Place Your Stones Where Your Kids Can Get To Them

In continuing my journey through the Scriptures, this morning I read a passage in the book of Joshua that gripped me in a new way. In Joshua 4, the Israelites had just come under new leadership after Moses’ death. The Lord had instructed Moses to make Joshua first in command of His people. In doing so, one of Joshua’s first acts was to lead the people across the Jordan River into the Promised Land (incidentally, not unlike one of Moses’ first tasks in leading the people across the Red Sea). So God completely cut off the downstream flow of the river, firming up the ground for their footing–just as solid as if it were concrete (Joshua 3:16-17).

Once they were through, Joshua instructed 12 men, one from each of the 12 tribes, to take stones (and we’re not talking skipping stones–they were more likely boulders) from the middle of the river and place them in a pile at their former campsite.

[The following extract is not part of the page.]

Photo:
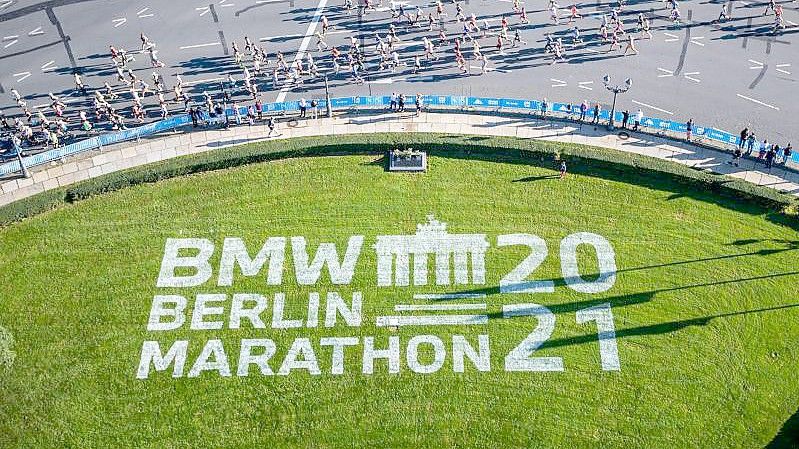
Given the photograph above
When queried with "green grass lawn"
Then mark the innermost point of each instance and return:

This act of piling up stones, seen commonly throughout the Old Testament, is often referred to as an “ebenezer” or “stone of remembrance”–a symbolic act for the purpose of helping the people remember the faithfulness of God at certain times and points in history. But what struck me today in a fresh way was one of the more specific and primary purposes of these memorial stones.

Joshua explained, “When your children ask their fathers in the future, ‘What is the meaning of these stones?’ you should tell your children, ‘Israel crossed the Jordan on dry ground.'” (Joshua 4:21-22)

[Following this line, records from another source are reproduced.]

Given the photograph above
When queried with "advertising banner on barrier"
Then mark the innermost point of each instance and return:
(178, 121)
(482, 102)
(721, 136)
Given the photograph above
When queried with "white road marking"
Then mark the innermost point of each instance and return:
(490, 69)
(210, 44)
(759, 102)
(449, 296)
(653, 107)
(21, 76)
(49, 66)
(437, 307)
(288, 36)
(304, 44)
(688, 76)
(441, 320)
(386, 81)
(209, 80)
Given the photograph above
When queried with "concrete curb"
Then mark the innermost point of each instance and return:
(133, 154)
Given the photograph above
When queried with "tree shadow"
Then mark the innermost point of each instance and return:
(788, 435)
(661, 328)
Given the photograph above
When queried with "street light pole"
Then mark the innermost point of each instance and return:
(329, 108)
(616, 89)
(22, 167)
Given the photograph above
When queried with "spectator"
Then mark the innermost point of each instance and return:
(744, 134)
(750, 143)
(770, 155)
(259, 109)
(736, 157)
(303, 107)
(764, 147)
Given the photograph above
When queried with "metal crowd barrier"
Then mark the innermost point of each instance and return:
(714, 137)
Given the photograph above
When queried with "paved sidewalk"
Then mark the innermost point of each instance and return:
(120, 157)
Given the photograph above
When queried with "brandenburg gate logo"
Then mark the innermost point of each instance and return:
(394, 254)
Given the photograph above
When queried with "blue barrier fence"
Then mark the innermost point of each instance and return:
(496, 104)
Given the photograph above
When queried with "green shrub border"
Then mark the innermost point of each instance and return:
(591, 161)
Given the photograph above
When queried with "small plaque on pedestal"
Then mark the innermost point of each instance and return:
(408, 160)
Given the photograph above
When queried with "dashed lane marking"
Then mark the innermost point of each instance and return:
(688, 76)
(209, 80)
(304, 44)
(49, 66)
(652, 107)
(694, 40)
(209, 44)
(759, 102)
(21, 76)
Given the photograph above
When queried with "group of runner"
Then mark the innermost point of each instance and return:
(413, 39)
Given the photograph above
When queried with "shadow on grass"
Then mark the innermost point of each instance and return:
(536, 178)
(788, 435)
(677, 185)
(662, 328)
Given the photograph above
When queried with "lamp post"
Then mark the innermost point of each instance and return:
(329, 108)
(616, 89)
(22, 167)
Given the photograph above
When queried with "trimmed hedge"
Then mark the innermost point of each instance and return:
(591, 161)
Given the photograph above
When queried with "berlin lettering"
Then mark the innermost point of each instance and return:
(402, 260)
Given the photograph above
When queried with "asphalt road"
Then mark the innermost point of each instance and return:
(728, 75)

Here’s what I noticed today: One of the primary purposes of the stones was to act as a teaching agent for their children. They were to be a teaching tool for parents to share with their children how God had been faithful to them at specific points in time. I think I’ve long understood the general idea of these memorial stones. After all, every time I get the opportunity to lead the hymn “Come Thou Fount” I usually take the chance to explain the context of the line in verse two that says, “Here I raise my ebenezer, hither by Thy help I’ve come.” But for some reason I overlooked this very important purpose of the stones–that they were intended to be a tangible teaching symbol for their children–as a means of declaring the greatness and faithfulness of God to their sons and daughters–as a teaching agent for their kids.

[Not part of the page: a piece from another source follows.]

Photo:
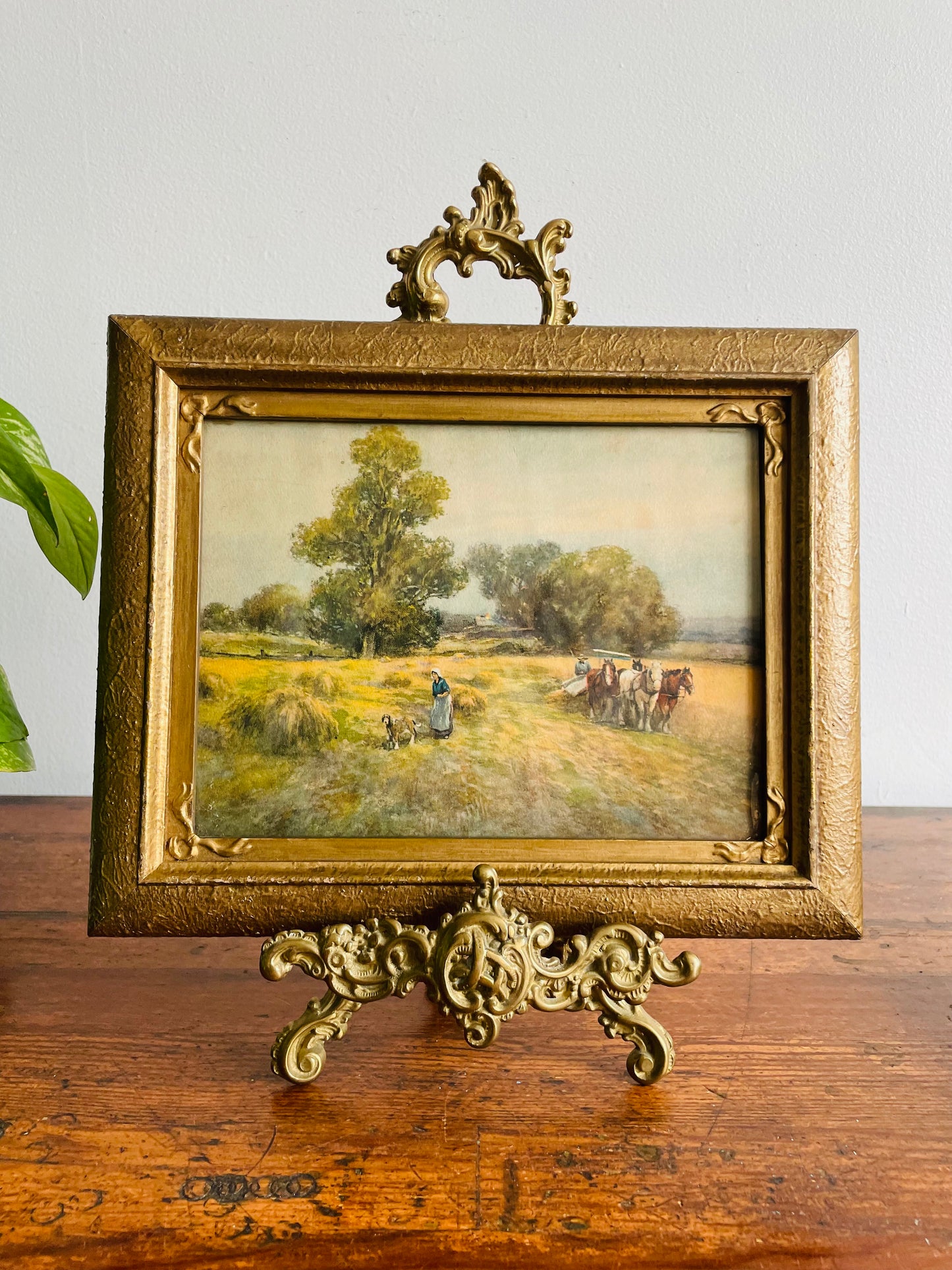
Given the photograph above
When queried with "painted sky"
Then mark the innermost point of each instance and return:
(682, 500)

So I began to ask myself: What teaching agents do I have at my disposal to begin teaching my kids about the faithfulness of God? How good of a job am I doing in sharing with my children how God has been faithful in the past so that they can be confident of His faithfulness in an uncertain future? And how do I take this idea of the memorial stone and apply it very practically in our family life?

Tasha and I are still trying to figure out what that means for our family. At the very least, I think it means having some very tangible expressions of those reminders placed throughout our house–whether its through journal entries that we share with them of times when we witnessed the faithfulness of God. Or whether its through a photo book that we periodically show them of times when God heard and answered our prayers. Or whether its through the simple act of sharing personal family stories of God’s grace and favor.

We’re still figuring out the best ways to share with our children, and I would encourage you to do the same. But regardless of how we do it, the most important thing is simply that we share.